Saturday marked a day in NBA Twitter that no one saw coming. If you were scrolling through the thread at all, you had to have noticed a weird theme in all the tweets. Saturday was the day that the entirety of Twitter turned on Paul Pierce. It started this past week when Pierce was asked on ESPN who he thought had a better career between him and Dwyane Wade, and without any hesitation, Pierce said himself.
“That’s easy,” Pierce said. “I could say that off the bat — that’s me. If you give me Shaq, if you give me LeBron, if you give me these guys early in my career … when I was 24 years old, you give me Shaq, when I was 25, give me LeBron … I’d be sitting on five or six championships, easy. I played 10 years with who? With who?”
After this statement, Pierce had to sit on a talk show on ESPN live television while Jalen Rose seemed to list every stat he could find to prove that Wade in fact had a better career. Pierce has fewer All-NBA selections, fewer points per game, fewer championships and fewer All-Defensive team selections. To be fair, it could just as easily be flipped with other stats to say that Pierce has more total points, more total rebounds and a higher true shooting percentage, but that isn’t the narrative that Rose wanted to tell.

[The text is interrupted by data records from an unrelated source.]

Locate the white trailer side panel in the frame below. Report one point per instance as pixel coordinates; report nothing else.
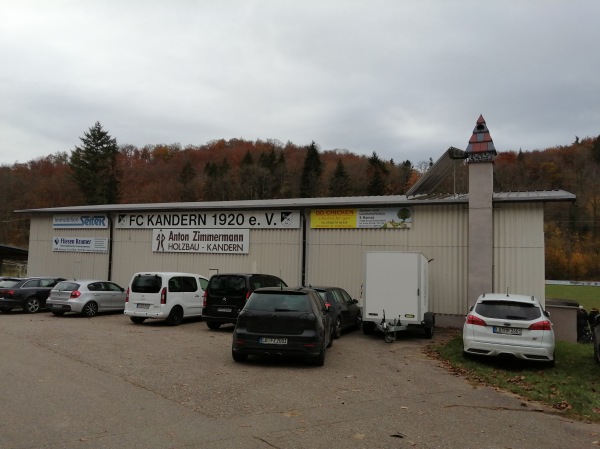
(397, 283)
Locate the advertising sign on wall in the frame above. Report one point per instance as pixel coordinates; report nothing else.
(211, 220)
(80, 244)
(80, 221)
(367, 218)
(215, 241)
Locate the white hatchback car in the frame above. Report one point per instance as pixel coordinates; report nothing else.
(86, 297)
(516, 325)
(168, 296)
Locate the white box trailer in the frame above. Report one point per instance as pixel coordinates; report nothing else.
(396, 293)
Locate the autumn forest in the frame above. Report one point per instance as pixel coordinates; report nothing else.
(98, 171)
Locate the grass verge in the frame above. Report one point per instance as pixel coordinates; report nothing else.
(572, 387)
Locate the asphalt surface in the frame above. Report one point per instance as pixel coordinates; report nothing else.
(103, 382)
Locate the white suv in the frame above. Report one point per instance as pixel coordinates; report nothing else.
(169, 296)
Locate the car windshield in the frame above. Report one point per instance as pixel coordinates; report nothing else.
(278, 302)
(66, 286)
(508, 310)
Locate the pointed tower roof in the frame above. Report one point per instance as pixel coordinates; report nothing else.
(481, 146)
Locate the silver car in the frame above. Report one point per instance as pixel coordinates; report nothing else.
(87, 297)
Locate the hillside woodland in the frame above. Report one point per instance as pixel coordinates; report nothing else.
(238, 169)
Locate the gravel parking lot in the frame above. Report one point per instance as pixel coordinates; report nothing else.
(74, 382)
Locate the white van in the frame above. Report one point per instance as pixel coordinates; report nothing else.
(169, 296)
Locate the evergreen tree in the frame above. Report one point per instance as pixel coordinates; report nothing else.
(311, 173)
(186, 176)
(596, 150)
(339, 184)
(94, 166)
(377, 176)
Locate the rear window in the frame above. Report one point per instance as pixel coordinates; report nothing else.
(7, 283)
(146, 284)
(506, 310)
(66, 286)
(278, 302)
(227, 285)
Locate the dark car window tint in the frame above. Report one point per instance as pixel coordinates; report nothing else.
(227, 285)
(66, 286)
(278, 303)
(111, 287)
(175, 285)
(346, 296)
(146, 284)
(203, 283)
(333, 298)
(188, 284)
(6, 284)
(508, 310)
(31, 284)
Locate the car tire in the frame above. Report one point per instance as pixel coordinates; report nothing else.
(337, 328)
(358, 323)
(238, 357)
(330, 343)
(368, 327)
(320, 359)
(175, 316)
(32, 305)
(212, 325)
(90, 309)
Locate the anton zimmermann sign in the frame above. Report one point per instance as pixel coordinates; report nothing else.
(215, 241)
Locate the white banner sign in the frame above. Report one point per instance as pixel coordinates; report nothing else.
(215, 241)
(80, 244)
(211, 220)
(80, 221)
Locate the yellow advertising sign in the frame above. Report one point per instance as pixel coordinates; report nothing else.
(366, 218)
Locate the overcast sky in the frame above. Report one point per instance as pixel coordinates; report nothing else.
(404, 79)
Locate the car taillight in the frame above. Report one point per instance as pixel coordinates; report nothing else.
(472, 319)
(541, 326)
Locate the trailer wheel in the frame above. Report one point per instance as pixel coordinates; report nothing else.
(429, 325)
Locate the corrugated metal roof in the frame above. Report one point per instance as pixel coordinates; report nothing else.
(299, 203)
(437, 173)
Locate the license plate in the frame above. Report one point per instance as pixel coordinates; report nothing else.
(507, 330)
(273, 341)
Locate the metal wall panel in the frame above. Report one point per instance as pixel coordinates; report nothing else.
(42, 261)
(519, 259)
(335, 256)
(271, 251)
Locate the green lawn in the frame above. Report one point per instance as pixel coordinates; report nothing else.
(585, 295)
(571, 387)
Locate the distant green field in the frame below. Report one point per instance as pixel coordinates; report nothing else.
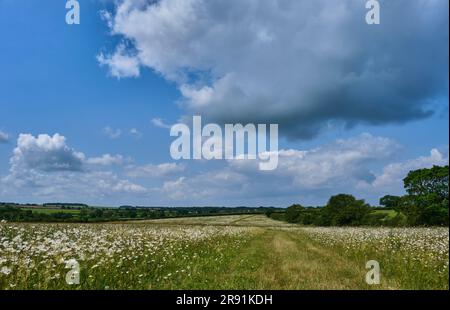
(51, 211)
(390, 213)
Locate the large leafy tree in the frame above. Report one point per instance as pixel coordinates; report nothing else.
(427, 202)
(428, 181)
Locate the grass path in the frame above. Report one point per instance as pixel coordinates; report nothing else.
(277, 259)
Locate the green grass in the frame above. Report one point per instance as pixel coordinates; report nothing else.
(51, 211)
(389, 213)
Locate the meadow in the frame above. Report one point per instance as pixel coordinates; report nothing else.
(220, 252)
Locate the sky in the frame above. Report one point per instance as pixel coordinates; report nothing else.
(85, 109)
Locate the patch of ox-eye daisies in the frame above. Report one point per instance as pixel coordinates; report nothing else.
(109, 255)
(415, 250)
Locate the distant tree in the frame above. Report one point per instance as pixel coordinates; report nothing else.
(428, 201)
(344, 210)
(390, 202)
(293, 213)
(422, 182)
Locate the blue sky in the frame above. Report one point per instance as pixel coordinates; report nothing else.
(344, 93)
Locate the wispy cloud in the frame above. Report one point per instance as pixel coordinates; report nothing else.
(135, 133)
(4, 137)
(158, 122)
(112, 133)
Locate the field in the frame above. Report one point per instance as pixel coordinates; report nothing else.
(52, 210)
(221, 252)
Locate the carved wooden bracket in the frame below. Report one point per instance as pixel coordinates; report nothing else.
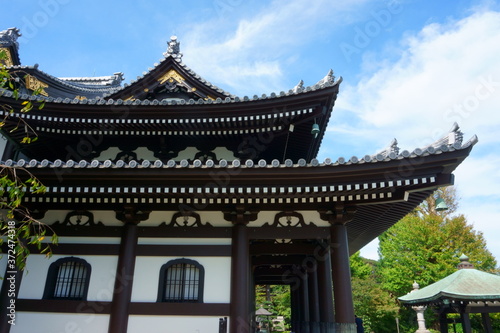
(240, 215)
(186, 219)
(339, 215)
(78, 218)
(289, 219)
(131, 214)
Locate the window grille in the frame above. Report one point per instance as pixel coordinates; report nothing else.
(181, 281)
(68, 278)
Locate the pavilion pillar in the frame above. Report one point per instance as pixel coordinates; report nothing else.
(341, 275)
(295, 308)
(466, 327)
(240, 312)
(486, 322)
(118, 320)
(325, 291)
(313, 300)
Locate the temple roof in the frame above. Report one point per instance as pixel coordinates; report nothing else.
(466, 284)
(372, 190)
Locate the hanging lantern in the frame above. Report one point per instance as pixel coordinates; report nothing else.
(441, 205)
(315, 130)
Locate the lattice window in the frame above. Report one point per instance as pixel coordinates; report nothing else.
(68, 278)
(181, 281)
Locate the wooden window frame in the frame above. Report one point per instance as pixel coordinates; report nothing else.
(52, 279)
(162, 283)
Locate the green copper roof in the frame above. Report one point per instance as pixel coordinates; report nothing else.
(464, 284)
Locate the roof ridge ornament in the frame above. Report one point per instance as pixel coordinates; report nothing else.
(328, 79)
(299, 87)
(173, 49)
(10, 36)
(392, 148)
(453, 139)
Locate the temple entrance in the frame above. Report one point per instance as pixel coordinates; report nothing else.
(292, 280)
(273, 308)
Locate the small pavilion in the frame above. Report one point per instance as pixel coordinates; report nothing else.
(466, 291)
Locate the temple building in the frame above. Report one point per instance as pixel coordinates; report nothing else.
(173, 198)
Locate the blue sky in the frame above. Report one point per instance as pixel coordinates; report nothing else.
(410, 67)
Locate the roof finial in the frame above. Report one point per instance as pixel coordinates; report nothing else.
(173, 48)
(9, 37)
(464, 262)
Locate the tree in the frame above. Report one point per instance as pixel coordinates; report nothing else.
(17, 226)
(372, 304)
(425, 247)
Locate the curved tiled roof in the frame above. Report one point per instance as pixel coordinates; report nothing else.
(438, 148)
(102, 101)
(77, 84)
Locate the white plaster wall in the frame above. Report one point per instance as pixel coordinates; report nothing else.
(102, 276)
(217, 278)
(177, 324)
(60, 323)
(183, 241)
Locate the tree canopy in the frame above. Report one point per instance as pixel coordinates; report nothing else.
(17, 225)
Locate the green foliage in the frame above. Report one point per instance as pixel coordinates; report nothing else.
(18, 229)
(275, 299)
(426, 249)
(372, 304)
(11, 80)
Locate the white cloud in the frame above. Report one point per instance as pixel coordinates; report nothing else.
(254, 54)
(446, 73)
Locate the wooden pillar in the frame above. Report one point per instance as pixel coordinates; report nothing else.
(8, 297)
(240, 270)
(304, 302)
(341, 275)
(486, 322)
(240, 313)
(466, 327)
(295, 308)
(443, 321)
(118, 320)
(314, 300)
(325, 291)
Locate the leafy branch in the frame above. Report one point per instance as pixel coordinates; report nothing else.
(18, 228)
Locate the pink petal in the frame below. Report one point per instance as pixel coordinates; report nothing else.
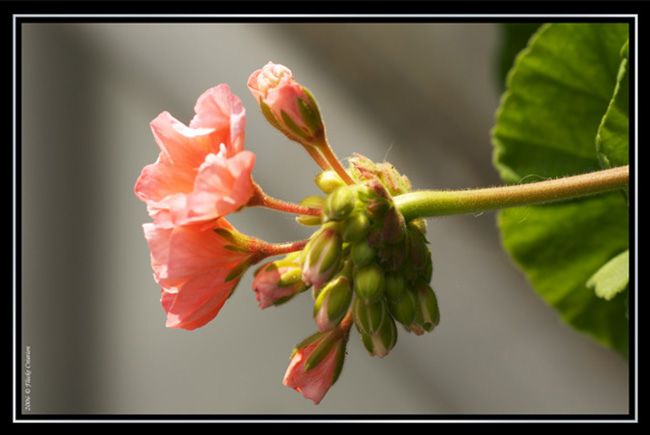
(185, 147)
(222, 186)
(219, 109)
(199, 300)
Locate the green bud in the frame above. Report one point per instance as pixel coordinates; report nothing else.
(312, 201)
(369, 316)
(340, 203)
(395, 286)
(381, 342)
(361, 253)
(403, 309)
(428, 306)
(369, 282)
(418, 264)
(332, 303)
(328, 181)
(322, 256)
(427, 315)
(356, 227)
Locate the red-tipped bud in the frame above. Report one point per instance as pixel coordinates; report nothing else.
(286, 104)
(316, 364)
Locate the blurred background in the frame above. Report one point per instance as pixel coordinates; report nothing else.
(422, 96)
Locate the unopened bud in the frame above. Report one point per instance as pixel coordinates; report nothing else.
(427, 314)
(403, 308)
(332, 303)
(428, 306)
(395, 286)
(340, 203)
(312, 201)
(286, 104)
(328, 181)
(356, 227)
(322, 256)
(382, 341)
(369, 316)
(419, 264)
(369, 282)
(362, 254)
(394, 228)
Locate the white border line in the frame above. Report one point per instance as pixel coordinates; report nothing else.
(327, 15)
(636, 202)
(636, 220)
(13, 217)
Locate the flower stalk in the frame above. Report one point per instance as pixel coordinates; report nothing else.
(430, 203)
(261, 199)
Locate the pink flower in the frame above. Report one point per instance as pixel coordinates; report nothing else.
(277, 281)
(192, 265)
(286, 104)
(202, 172)
(316, 364)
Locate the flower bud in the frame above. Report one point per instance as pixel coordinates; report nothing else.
(369, 282)
(428, 307)
(361, 253)
(427, 314)
(328, 181)
(395, 286)
(286, 104)
(332, 303)
(369, 316)
(316, 364)
(277, 281)
(340, 203)
(418, 264)
(382, 341)
(356, 227)
(322, 256)
(312, 201)
(394, 228)
(403, 308)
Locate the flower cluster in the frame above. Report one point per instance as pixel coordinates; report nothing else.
(365, 265)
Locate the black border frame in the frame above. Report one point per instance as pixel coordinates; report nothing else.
(286, 12)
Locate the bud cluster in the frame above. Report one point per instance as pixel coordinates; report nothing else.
(365, 260)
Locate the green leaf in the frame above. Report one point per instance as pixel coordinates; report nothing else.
(612, 278)
(612, 140)
(558, 92)
(514, 37)
(559, 247)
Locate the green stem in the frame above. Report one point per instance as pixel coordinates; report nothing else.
(428, 203)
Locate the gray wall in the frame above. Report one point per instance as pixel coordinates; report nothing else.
(422, 96)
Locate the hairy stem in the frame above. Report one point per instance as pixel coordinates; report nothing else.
(428, 203)
(270, 249)
(336, 164)
(261, 199)
(318, 158)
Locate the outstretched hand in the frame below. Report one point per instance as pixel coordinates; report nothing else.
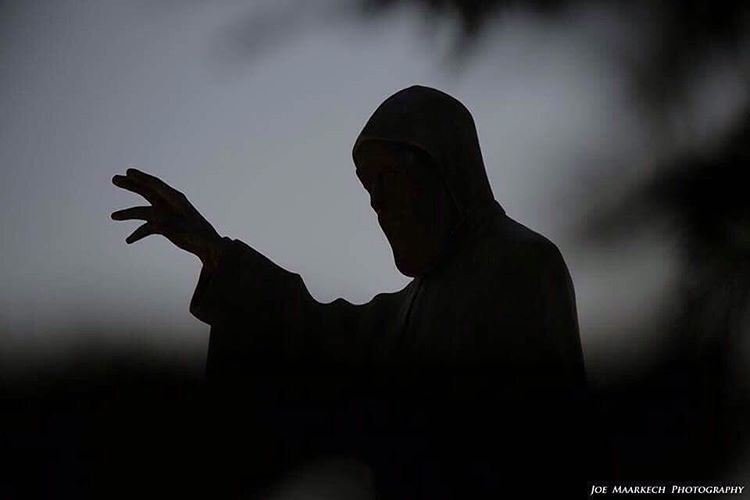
(170, 214)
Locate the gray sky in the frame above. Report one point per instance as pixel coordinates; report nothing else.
(260, 141)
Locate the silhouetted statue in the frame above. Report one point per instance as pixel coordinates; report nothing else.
(467, 383)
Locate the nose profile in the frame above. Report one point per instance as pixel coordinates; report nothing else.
(376, 194)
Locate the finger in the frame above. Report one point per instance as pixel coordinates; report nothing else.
(167, 192)
(145, 230)
(135, 187)
(134, 213)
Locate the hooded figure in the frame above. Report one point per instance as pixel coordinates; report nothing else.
(457, 386)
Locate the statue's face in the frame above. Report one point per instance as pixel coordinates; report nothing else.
(413, 205)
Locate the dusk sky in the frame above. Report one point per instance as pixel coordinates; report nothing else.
(257, 129)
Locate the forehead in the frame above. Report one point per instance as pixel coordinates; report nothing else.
(375, 155)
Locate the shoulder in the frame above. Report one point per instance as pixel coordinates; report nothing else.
(519, 244)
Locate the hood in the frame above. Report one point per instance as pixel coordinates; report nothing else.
(442, 127)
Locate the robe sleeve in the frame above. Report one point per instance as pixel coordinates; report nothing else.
(262, 317)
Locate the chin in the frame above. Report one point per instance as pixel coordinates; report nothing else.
(408, 267)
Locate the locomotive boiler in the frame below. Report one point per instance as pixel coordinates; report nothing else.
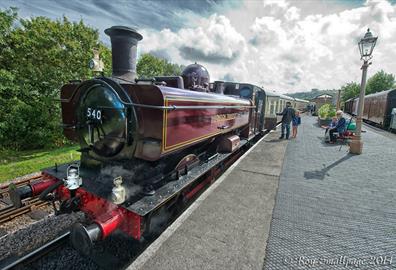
(148, 145)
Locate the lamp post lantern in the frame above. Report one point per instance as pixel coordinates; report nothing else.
(366, 47)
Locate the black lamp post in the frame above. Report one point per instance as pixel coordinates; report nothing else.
(366, 47)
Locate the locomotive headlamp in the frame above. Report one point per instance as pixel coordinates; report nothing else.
(118, 191)
(367, 44)
(95, 63)
(73, 180)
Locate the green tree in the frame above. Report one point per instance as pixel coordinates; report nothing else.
(380, 81)
(149, 66)
(349, 90)
(37, 57)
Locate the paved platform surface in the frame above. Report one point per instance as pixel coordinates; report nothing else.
(335, 210)
(229, 229)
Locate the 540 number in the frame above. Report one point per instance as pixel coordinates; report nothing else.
(94, 114)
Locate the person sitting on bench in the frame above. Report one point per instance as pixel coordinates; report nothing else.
(339, 128)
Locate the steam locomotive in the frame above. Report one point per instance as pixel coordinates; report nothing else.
(145, 143)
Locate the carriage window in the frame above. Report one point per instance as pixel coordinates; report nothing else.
(245, 92)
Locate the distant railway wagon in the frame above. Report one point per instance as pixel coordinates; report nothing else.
(301, 104)
(321, 100)
(377, 107)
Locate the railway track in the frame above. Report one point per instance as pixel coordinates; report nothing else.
(8, 211)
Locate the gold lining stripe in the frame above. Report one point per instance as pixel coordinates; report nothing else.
(166, 148)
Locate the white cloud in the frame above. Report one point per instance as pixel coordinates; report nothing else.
(273, 44)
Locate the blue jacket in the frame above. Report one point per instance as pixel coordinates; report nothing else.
(296, 120)
(341, 125)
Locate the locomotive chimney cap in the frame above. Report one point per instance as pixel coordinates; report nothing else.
(118, 30)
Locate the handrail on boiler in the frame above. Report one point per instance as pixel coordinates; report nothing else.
(170, 108)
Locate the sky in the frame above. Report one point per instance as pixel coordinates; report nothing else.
(281, 45)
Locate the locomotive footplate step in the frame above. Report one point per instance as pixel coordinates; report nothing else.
(229, 225)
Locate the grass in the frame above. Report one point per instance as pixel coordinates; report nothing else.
(18, 163)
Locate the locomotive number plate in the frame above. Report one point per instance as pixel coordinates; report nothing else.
(94, 114)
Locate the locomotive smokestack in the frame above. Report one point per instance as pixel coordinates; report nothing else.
(124, 48)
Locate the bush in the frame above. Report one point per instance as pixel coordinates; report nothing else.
(327, 111)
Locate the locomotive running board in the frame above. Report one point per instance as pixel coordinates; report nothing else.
(166, 192)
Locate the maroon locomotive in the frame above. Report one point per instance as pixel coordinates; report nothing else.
(144, 142)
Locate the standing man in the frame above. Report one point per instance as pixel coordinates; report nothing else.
(287, 116)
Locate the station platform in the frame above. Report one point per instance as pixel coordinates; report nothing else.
(295, 204)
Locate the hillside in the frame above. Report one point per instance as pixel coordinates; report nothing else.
(313, 93)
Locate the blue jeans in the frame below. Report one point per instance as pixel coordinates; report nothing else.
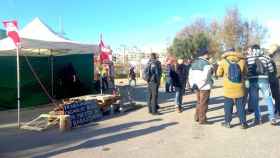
(179, 96)
(260, 87)
(228, 107)
(168, 85)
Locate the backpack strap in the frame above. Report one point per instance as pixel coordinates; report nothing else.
(232, 62)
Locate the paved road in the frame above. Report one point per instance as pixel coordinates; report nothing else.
(138, 134)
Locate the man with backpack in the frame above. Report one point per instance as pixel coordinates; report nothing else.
(233, 69)
(259, 67)
(200, 79)
(152, 74)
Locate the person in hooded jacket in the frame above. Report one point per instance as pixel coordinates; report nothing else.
(259, 68)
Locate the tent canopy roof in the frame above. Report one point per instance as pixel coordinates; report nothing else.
(37, 35)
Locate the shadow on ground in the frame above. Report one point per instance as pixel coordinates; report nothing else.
(52, 137)
(92, 143)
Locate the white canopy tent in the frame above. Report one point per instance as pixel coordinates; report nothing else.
(35, 36)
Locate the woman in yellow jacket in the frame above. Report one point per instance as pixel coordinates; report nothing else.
(232, 68)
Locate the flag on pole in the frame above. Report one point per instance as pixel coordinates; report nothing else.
(104, 52)
(12, 31)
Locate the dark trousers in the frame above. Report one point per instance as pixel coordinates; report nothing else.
(202, 105)
(274, 85)
(153, 97)
(228, 107)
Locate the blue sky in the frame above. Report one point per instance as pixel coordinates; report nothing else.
(133, 22)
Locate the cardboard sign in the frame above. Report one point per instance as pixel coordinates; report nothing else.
(82, 112)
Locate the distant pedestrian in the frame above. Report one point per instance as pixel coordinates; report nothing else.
(132, 76)
(275, 78)
(233, 69)
(259, 67)
(152, 74)
(179, 78)
(169, 87)
(200, 79)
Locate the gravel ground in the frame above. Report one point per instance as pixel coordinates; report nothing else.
(138, 134)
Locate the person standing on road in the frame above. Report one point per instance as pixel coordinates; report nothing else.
(233, 69)
(179, 78)
(132, 76)
(169, 83)
(200, 79)
(152, 74)
(259, 67)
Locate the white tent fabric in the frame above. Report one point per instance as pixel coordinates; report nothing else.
(37, 35)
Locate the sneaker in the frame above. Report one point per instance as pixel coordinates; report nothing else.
(226, 124)
(273, 122)
(257, 122)
(179, 109)
(205, 123)
(244, 126)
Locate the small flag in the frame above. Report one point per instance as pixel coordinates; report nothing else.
(12, 31)
(104, 52)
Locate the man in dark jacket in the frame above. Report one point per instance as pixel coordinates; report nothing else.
(154, 69)
(169, 84)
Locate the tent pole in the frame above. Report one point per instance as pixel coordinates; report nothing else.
(18, 86)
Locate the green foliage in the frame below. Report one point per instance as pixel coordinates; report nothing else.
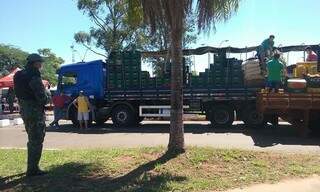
(112, 30)
(10, 58)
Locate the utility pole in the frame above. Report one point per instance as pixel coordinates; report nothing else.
(72, 52)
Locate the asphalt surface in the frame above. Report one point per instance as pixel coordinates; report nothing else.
(155, 133)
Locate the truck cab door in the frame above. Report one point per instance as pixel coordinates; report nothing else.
(68, 83)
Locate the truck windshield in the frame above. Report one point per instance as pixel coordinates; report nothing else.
(68, 79)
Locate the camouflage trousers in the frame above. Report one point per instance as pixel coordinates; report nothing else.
(34, 119)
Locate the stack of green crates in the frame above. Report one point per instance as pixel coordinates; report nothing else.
(235, 73)
(124, 70)
(222, 73)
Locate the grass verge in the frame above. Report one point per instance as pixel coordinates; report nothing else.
(150, 169)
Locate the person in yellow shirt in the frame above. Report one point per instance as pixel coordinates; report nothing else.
(83, 105)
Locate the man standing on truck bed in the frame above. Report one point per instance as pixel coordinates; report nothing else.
(32, 98)
(311, 55)
(275, 71)
(265, 49)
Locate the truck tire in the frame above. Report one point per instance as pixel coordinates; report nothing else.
(222, 116)
(252, 118)
(137, 120)
(122, 116)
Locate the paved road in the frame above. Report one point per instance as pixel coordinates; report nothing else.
(154, 133)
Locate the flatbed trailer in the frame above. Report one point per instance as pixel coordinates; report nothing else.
(125, 105)
(302, 110)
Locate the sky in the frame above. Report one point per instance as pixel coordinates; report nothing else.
(34, 24)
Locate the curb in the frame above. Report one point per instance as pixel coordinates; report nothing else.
(18, 121)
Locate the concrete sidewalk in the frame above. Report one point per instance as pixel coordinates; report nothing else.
(311, 184)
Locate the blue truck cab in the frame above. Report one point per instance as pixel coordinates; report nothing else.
(89, 77)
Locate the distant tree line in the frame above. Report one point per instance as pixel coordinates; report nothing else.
(12, 57)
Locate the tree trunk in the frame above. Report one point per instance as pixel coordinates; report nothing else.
(176, 140)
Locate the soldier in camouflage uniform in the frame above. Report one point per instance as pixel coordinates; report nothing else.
(32, 98)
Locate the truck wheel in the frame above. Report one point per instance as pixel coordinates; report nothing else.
(252, 118)
(122, 116)
(222, 116)
(137, 120)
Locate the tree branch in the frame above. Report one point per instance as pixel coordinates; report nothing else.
(89, 48)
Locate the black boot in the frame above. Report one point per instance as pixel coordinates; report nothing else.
(37, 172)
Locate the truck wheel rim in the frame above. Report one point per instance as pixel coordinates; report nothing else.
(221, 117)
(122, 116)
(256, 118)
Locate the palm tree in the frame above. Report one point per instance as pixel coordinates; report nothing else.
(173, 14)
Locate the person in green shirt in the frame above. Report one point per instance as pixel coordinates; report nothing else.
(275, 71)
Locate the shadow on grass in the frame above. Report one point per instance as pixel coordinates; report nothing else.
(88, 177)
(263, 137)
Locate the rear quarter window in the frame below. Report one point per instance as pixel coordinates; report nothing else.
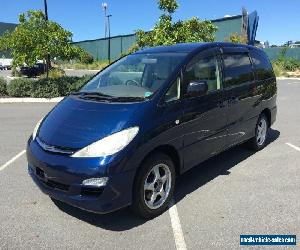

Fans across Twitter and other social media platforms attacked Pierce. Wade’s son Zaire Wade came to his dad’s defense with an Instagram story, and Wade’s wife Gabrielle Union spoke out with a tweet, seemingly making the comments more serious than they were. It was an onslaught of attacks that made you hope Pierce doesn’t actually go on Twitter.
Before anything else, I’ll just say that Dwyane Wade is definitely better than Paul Pierce, but why do people expect Pierce to say anything else when asked who is better between them? He is an all-time Celtics legend who won a championship for Boston in 2008 and definitely deserves to have confidence and pride in his own legacy. This situation was just about Pierce having confidence in his own game, but people have turned on him faster and more aggressively than they turn on athletes that face allegations of domestic violence or other crimes.
Union’s tweet said that Pierce’s comments were wrong and troublesome because they were trying to “diminish” Wade so that Pierce could shine brighter, but the comments weren’t that serious. We debate player legacies constantly; you almost can’t go a week without seeing something about LeBron James and Michael Jordan on Bleacher Report. There shouldn’t be an issue with Pierce saying he is better than Wade. Pierce didn’t even bring the topic up on his own — he was prompted to speak about it. There are plenty of stories in the sports world, so things like this shouldn’t be what motivate and anger people above anything else.